Dass ich in Ostdeutschland aufgewachsen bin, hat mich sicher auf die eine oder andere Art geprägt. Trotzdem würde ich mich nicht als Ostdeutsche identifizieren. Ich weiß nicht, ob es als junger Mensch heute noch notwendig ist, sich so zu definieren. Deutschsein spielt für mich keine große Rolle. Erziehung, Bildung, politische Haltung sind mir wichtiger. Wir leben in einer globalisierten Welt. Für unsere Zukunft kommt es eher darauf an, was für ein Mensch du bist, als woher du kommst.

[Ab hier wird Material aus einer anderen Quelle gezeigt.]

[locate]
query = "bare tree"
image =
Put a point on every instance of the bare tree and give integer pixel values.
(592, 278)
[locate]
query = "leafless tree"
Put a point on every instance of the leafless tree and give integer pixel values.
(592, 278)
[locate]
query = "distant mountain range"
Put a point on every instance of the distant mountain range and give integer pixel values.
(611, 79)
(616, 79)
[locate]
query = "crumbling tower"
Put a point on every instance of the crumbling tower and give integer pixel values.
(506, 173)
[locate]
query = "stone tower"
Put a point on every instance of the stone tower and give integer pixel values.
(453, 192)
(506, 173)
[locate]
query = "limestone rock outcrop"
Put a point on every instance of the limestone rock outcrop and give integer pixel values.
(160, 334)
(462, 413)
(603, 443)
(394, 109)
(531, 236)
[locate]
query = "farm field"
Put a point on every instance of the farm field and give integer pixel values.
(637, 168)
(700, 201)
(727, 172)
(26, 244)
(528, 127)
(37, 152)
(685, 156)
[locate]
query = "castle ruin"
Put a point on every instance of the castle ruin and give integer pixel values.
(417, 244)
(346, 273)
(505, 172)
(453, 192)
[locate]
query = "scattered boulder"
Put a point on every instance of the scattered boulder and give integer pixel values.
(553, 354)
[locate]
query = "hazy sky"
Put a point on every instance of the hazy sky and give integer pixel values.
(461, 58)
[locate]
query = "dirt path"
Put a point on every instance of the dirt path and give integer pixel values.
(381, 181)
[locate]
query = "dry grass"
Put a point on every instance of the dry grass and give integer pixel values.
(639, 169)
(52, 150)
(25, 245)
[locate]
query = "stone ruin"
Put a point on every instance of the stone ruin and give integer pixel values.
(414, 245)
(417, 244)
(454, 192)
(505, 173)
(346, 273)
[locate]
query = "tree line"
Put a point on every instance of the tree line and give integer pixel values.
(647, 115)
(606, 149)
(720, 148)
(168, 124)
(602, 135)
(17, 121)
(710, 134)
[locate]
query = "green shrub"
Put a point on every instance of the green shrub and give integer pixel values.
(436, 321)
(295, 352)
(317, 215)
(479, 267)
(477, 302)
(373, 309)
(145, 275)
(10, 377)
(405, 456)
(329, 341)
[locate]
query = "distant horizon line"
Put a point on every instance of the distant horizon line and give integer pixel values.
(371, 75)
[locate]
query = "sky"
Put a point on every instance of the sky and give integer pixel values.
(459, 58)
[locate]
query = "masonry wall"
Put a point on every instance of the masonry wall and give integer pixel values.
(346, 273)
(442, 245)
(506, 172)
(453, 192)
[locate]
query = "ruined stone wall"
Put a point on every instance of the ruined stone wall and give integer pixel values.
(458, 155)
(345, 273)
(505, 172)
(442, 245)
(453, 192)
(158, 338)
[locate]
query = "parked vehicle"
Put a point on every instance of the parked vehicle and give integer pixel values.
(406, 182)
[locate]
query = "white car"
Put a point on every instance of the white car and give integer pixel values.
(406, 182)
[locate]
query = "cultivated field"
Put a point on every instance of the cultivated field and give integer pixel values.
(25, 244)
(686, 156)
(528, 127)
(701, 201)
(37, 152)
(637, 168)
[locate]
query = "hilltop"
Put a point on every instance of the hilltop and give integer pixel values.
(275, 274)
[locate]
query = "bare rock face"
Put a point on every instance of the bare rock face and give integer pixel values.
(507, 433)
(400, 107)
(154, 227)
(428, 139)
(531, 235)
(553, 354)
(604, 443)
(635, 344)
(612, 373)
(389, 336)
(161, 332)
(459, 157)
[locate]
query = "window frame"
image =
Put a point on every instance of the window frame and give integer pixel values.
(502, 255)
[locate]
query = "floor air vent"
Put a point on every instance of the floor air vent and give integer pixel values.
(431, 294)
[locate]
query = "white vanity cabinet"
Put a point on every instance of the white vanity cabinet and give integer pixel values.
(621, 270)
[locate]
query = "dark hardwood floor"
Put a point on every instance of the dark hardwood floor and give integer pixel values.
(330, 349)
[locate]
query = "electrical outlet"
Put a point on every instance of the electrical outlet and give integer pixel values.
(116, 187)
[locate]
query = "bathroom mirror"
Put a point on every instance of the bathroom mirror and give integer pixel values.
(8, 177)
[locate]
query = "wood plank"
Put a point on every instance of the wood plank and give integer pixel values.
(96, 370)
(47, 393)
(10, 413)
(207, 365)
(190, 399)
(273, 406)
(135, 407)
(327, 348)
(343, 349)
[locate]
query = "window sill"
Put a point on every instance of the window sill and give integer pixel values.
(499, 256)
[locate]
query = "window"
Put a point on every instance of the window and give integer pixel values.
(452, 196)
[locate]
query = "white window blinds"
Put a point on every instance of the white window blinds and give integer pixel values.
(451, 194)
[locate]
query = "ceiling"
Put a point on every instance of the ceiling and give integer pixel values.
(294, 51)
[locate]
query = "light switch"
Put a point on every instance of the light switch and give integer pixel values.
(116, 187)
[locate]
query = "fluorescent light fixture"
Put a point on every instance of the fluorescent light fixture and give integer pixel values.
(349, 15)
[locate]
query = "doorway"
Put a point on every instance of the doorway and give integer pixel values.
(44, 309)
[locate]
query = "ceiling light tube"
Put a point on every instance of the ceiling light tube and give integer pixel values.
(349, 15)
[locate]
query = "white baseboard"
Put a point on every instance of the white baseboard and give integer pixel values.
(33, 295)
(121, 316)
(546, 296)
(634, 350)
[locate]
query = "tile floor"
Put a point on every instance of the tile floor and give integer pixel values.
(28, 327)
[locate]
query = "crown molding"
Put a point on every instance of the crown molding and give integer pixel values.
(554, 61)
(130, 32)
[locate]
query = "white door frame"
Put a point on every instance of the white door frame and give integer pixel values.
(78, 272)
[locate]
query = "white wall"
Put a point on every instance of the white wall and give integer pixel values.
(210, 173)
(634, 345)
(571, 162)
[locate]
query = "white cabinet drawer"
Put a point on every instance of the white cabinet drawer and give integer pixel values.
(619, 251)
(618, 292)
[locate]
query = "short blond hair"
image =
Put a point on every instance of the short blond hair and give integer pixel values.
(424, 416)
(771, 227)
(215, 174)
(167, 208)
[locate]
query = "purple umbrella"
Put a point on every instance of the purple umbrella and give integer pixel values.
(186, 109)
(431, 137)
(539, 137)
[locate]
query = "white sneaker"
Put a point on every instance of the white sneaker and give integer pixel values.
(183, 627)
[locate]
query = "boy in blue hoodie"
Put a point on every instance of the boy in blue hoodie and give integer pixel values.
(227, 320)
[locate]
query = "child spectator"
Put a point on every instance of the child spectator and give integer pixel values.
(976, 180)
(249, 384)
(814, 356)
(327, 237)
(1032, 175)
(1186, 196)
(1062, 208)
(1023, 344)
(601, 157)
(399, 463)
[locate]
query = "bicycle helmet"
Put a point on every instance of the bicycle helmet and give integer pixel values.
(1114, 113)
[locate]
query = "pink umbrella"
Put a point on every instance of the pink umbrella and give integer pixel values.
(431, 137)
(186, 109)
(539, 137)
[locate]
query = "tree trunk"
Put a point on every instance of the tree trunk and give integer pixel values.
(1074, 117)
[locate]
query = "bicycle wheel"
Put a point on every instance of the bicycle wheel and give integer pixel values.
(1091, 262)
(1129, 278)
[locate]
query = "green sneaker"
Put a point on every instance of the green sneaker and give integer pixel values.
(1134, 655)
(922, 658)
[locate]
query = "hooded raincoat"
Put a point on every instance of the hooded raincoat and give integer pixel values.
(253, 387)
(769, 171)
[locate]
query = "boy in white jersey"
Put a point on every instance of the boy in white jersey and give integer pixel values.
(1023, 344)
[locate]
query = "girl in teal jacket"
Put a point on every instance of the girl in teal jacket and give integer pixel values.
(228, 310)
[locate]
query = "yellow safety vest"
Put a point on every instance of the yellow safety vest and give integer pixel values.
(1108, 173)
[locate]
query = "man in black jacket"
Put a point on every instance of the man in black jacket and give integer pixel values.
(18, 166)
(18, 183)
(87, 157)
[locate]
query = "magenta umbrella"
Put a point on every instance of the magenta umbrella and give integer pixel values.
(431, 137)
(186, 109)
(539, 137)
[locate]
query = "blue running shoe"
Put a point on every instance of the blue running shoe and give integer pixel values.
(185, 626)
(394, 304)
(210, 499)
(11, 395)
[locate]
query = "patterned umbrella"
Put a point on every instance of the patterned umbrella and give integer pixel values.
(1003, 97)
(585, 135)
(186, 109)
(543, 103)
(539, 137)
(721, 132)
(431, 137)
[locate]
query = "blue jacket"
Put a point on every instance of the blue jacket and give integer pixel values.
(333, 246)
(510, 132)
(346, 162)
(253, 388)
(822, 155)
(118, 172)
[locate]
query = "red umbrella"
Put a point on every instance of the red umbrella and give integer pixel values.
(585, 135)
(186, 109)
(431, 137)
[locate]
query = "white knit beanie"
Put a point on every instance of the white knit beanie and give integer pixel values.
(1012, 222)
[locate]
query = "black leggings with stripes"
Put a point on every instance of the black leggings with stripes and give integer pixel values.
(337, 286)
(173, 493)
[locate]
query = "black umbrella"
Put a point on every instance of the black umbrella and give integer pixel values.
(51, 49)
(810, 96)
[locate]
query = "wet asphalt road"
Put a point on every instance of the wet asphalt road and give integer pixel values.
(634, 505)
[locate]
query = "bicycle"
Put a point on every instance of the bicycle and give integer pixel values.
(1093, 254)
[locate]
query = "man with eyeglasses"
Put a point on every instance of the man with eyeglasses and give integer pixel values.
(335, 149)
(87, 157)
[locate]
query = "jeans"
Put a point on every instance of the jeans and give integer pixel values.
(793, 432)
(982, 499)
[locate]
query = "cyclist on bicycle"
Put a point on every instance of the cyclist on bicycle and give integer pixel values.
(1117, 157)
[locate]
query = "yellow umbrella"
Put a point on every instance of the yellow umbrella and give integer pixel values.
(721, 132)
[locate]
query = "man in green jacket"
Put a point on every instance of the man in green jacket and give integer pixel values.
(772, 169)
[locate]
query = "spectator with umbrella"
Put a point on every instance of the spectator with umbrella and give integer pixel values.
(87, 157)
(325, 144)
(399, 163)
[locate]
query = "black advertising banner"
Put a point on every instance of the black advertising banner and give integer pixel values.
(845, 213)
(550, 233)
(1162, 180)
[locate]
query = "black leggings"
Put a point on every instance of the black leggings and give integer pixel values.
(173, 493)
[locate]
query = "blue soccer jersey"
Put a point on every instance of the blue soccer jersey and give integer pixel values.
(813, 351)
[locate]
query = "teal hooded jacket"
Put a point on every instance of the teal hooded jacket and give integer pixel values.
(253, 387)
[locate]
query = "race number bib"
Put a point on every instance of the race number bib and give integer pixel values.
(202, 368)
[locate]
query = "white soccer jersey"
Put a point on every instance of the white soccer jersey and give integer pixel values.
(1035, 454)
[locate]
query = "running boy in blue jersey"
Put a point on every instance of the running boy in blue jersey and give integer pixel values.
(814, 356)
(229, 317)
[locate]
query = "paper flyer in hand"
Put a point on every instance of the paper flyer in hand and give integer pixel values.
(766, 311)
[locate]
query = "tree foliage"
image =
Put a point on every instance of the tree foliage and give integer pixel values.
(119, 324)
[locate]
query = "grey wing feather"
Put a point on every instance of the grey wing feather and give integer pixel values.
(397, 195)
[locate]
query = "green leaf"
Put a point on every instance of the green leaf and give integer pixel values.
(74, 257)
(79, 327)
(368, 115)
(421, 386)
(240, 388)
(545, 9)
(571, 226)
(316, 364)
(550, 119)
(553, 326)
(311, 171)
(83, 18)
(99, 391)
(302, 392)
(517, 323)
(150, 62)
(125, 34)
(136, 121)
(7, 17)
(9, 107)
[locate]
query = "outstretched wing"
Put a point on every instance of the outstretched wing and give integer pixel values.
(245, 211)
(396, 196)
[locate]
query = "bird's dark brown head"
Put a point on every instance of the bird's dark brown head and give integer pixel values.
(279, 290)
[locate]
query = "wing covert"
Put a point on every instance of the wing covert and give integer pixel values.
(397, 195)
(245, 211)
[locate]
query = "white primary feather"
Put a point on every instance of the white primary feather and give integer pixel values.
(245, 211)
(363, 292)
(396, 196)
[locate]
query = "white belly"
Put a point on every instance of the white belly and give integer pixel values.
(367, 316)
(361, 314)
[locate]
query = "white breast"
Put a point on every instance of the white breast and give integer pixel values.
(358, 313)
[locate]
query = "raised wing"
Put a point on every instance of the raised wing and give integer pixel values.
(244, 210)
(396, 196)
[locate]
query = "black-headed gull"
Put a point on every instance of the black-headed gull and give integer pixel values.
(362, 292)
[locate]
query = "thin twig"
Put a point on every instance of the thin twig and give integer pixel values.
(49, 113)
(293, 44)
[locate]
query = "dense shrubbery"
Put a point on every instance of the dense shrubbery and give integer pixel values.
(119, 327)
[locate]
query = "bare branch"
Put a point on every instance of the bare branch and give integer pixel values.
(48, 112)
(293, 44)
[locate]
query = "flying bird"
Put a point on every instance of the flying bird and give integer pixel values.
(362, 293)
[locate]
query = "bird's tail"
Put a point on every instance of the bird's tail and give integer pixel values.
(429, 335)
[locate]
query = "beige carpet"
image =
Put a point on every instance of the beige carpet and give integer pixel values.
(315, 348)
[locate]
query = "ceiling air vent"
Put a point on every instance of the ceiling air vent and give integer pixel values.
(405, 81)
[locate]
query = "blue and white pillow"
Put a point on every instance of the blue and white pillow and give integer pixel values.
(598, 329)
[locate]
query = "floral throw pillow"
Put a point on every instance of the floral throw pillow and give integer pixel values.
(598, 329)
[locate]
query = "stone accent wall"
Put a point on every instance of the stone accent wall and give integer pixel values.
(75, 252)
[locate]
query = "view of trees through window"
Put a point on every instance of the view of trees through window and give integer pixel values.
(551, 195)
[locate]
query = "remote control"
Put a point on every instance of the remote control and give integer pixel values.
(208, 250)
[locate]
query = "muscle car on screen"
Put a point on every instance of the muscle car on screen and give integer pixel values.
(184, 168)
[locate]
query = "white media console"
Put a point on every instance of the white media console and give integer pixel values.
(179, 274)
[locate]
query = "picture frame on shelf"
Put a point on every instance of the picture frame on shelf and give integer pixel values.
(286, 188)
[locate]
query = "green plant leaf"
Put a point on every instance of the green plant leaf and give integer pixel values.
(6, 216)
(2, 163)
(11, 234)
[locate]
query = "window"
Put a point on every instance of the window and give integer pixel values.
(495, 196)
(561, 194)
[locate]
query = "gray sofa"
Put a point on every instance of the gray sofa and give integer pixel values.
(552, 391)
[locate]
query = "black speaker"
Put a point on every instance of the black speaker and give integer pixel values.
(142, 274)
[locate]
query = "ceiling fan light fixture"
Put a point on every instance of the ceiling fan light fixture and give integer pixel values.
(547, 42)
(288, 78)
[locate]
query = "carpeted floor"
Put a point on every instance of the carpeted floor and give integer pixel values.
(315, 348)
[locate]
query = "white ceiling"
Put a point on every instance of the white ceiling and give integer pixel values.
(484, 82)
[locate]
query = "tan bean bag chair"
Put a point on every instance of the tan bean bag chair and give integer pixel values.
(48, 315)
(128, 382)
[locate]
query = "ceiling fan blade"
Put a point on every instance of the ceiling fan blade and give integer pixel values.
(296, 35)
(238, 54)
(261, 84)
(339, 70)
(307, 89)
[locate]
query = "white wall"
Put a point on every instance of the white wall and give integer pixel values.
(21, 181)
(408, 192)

Für mich spielt die Deutsche Einheit vor 30 Jahren keine große Rolle. Ich werde Ende des Jahres 21 Jahre alt. Ich kenne Deutschland nicht, als es noch geteilt war. Ich kann mir meine Heimat so nicht so vorstellen, will er auch gar nicht, obwohl wir in der Schule oft über die DDR und Deutsche Einheit sprechen. Ich bin in der Welt, wie sie es jetzt ist, aufgewachsen. Sie ist für mich selbstverständlich.

Ich finde es richtig und gut, dass in Rahmen wie den Feierlichkeiten zu 30 Jahre Deutsche Einheit an die Leute gedacht wird, die unter den Umständen litten, Opfer des politischen Regimes wurden und das vielleicht sogar mit ihrem Leben bezahlten. Daran müssen sich die Menschen auch noch in 300 oder 400 Jahren erinnern. Das darf nicht in Vergessenheit geraten.

Meine Familie und Freunde kommen fast alle aus dem Osten Deutschlands. Dennoch ist die Deutsche Teilung unter uns kaum ein Thema. Die Geschichte Deutschlands gehört dennoch dazu, nur eben nicht unbedingt im privaten Bereich. Deshalb wünsche ich mir mehr Gedenktage – keine Feiertage, denn die Anlässe sind keineswegs ein Grund zu feiern.